The announcement of the chosen wind farm developers for Round 3 lays the foundations for Britain to become a renewables world leader, the government has said.
“This is a defining moment in the future of clean energy in Britain,” said Prime Minister Gordon Brown. “This new round of licences provides a substantial new platform for investing in UK industrial capacity.”
Brown spoke as The Crown Estate announced the successful bidders for each of the nine new offshore wind zones in waters around the UK − potentially totalling 32GW in capacity − this morning.
“This is a defining moment in the future of clean energy in Britain.”
Prime Minister Gordon Brown
All selected bidders have now signed exclusive Zone Development Agreements with The Crown Estate to take the proposals through the planning and consenting stage.
The largest zone, Dogger Bank − more than 125km off the east coast of Yorkshire and equivalent in size to North Yorkshire − was awarded to the Forewind Consortium equally owned by SSE Renewables, RWE Npower Renewables, Statoil and Statkraft.
The second largest zone, Norfolk Bank − measuring 6036.8km² and almost 10% larger than Norfolk county − was won by East Anglia Offshore Wind Ltd which is equally owned by Scottish Power Renewables and Vattenfall Vindkraft.
The Prime Minister cited wind energy as the renewable option that will deliver the scale of emissions cuts needed for the UK to meet its targets.
He said the Round 3 wind farms could create up to 70,000 jobs by 2020, including 30,000 in installation, operation and maintenance. “I’m determined to do everything we can to bring those jobs to Britain,” he said.
Secretary of State for Energy and Climate Change Ed Miliband said the elements are being put in place for Britain to become the world leader in offshore wind. “Industrial success needs to be earned and created and cannot be taken for granted,” he said.”Today we are talking about an extra 32GW.”
“I am very confident about what the British supply chain can achieve.”
Secretary of State for Energy and Climate Change Ed Miliband
Secretary of State for Business, Innovation and Skills Peter Mandelson said the announcement heralds “huge opportunities for UK companies”. The developments will create in the UK “the largest market in the world for offshore wind and with it huge opportunities,” he said.
Mandelson also said Round 3 will bring advances in turbine manufacture and engineering knowledge, equipping British engineers to win business abroad too.
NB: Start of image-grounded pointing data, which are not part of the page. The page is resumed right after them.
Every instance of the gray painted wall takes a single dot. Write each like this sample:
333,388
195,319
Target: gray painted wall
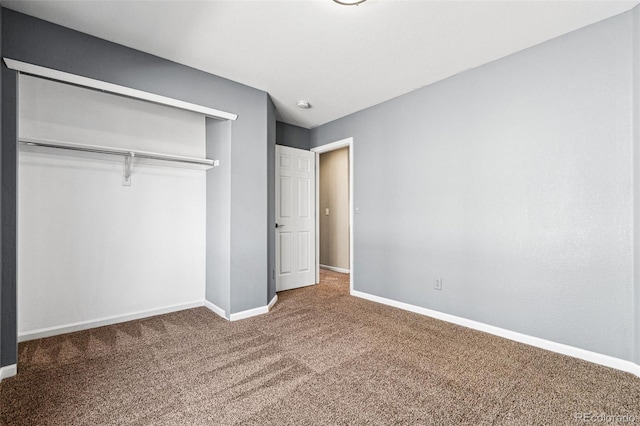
42,43
292,136
636,177
513,183
271,202
218,262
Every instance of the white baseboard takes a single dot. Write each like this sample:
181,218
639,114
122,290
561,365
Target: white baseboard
273,302
216,309
249,313
597,358
254,312
100,322
8,371
335,269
He emphasised the need to “get the UK supply chain moving”.
Miliband said: “I am very confident about what the British supply chain can achieve and I believe there is real commitment in those companies.”
Responding to questions as to whether 32GW of wind capacity could be delivered in time to meet 2020 targets, Miliband said the targets could be achieved with Round 3 only partially completed. “It is a fast pace of delivery that we are talking about. We don’t necessarily need all of it to happen by 2020 to meet our renewable targets,” he said.
The goal is to source 15% of UK electricity from renewables by 2020. But it is thought that Round 3 generation could deliver up to 25% of the UK’s electricity needs.
However, Miliband warned that wind intermittency could prevent Round 3 farms from generating the total 32GW. “If you are talking about derated capacity it would be a lower number,” he said.
Crown Estate director of the marine estate Rob Hastings said a minimum of 25GW out of the possible 32GW is expected to be delivered. “What actually can be developed out of those 32GW we will find out when we get there,” he said.
ICE director general Tom Foulkes also welcomed the morning’s announcements. “This could be a significant export opportunity for the UK. We have the engineering expertise to deliver world-class wind farms but we must ensure progress isn’t hindered by planning delays, a lack of skilled engineers and supply chain constraints,” he said.